Some bond traders are eliminating or reducing the size of their bets while others are utilizing options as opposed to actual Treasury securities. These actions reflect how the Fed's overwhelming presence in markets, which began with the 2008 financial crisis and shows no signs of ending, is distorting traditional trading strategies by reducing volatility, adding fuel to a record-setting advance in stocks, allowing Fed-backed credit markets to price at record levels, and curbing Treasury yields at levels that may no longer fully reflect market sentiment or investors' belief in the economy's strength.
Were it not for Fed policy makers frequently affirming that they will do whatever it takes to bolster the economy, the ten-year yield would have likely already pushed above 1.00%, perhaps well above it. Instead, this benchmark yield has edged lower every time it has come close to that level since March, dragged down by traders worried that the Fed could adjust its bond purchases.

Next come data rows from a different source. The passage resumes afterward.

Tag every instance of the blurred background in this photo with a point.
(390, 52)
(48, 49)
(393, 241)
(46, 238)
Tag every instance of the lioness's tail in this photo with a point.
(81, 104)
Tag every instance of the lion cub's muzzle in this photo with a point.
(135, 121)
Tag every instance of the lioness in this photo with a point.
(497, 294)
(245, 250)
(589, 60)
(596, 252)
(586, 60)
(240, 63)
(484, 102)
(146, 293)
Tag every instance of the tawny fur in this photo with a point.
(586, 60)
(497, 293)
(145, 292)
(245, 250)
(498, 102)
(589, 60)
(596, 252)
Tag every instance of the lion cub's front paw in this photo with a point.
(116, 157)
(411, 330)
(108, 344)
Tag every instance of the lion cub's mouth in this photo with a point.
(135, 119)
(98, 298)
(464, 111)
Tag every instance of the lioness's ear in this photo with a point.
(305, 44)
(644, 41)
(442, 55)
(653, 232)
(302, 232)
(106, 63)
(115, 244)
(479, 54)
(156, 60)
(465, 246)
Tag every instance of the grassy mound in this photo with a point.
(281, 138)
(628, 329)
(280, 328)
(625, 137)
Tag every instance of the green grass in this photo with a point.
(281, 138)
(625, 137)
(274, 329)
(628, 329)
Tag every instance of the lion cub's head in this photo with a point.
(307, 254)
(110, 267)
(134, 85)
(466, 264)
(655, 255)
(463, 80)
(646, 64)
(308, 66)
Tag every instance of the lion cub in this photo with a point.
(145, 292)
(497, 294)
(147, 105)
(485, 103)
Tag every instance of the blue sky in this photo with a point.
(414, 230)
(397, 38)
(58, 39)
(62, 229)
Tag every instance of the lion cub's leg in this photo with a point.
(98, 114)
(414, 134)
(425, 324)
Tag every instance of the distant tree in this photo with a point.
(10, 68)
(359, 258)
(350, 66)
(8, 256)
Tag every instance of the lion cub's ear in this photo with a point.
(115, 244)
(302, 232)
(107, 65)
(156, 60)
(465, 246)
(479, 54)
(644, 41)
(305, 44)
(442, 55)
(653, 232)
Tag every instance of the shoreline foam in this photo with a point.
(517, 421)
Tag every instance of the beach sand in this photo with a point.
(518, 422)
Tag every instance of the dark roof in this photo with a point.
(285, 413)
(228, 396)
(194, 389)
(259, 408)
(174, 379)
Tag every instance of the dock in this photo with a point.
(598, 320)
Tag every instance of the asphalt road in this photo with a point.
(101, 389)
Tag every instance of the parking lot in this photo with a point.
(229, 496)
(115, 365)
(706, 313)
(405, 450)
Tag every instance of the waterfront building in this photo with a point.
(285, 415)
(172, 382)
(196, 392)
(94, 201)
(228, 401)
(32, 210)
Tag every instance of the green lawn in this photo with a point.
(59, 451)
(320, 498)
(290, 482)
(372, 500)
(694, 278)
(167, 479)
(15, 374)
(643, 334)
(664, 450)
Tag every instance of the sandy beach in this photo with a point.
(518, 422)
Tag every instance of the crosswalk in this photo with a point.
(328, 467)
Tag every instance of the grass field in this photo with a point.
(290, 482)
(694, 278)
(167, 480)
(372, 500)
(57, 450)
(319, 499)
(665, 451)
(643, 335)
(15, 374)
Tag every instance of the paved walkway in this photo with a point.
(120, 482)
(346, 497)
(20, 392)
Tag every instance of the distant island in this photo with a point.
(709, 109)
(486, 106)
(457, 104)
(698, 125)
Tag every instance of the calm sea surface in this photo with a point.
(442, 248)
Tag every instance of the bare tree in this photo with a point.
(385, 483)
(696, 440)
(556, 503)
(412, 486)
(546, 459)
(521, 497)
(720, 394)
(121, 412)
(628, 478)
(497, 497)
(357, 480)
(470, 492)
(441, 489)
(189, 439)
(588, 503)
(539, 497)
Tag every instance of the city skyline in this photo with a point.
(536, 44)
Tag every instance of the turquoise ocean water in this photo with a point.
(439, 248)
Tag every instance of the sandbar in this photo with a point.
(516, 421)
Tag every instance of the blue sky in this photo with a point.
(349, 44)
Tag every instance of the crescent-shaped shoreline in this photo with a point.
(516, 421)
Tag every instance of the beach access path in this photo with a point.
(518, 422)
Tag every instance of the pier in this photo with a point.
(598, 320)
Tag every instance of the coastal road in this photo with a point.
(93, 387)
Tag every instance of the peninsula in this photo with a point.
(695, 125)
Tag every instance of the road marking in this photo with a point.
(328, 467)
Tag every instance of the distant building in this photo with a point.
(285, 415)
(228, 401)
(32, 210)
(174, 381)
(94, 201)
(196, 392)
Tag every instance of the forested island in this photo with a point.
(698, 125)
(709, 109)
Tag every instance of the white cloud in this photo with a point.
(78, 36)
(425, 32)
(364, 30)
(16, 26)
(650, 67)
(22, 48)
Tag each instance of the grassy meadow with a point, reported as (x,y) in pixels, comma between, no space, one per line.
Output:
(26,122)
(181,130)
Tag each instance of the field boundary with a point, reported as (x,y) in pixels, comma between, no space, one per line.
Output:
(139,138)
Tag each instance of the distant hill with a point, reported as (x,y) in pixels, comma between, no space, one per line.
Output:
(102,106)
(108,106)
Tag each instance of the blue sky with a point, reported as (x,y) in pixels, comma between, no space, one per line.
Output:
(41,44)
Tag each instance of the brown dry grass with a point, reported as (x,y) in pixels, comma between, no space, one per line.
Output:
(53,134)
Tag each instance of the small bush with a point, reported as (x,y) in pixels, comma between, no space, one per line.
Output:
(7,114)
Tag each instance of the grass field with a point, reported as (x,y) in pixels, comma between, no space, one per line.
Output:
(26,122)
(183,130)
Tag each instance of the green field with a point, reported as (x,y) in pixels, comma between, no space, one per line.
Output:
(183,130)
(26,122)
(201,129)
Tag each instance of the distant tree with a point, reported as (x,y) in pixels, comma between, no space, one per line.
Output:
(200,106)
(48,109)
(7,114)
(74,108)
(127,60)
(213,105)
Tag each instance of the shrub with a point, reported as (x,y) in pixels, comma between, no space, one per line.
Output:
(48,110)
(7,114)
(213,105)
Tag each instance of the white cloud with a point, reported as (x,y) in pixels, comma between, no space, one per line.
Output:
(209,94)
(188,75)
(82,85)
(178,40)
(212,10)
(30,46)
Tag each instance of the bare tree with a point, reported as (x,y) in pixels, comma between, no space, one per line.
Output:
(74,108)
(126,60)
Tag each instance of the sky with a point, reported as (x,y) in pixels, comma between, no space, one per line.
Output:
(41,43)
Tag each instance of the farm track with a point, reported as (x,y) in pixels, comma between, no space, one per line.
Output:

This fear has led to a significant amount of yield curve steepening trades to be unwound in recent trading sessions as fixed income speculators have begun to rethink their steepening bets as the ten-year Treasury threatened to breach 1.00% once again. This has led to a flattening of the two-to-ten-year Treasury yield spread back down to as low as 75 bps (or, 0.75%) from its recent run up to over 82 bps (or, 0.82%) on Wednesday, a three-year high: It is hard for bond traders to have conviction when they are just one announcement away from the Fed crushing their bets and ruining their year. With market expectations for Fed action tamping down yields, traditional signals sent by those rates have become less reliable for interpreting investor sentiment.
Higher yields are a double-edged sword for the Fed. On the one hand, they can signal greater confidence in the recovery and, indeed, Fed officials might even welcome them if they are accompanied by rising inflation expectations, which would most likely be accompanied with an improving employment picture. But the flip side is that rates climb too high, raising long-term borrowing costs, which is one of the last things the economy needs with the pandemic raging and millions still out of work.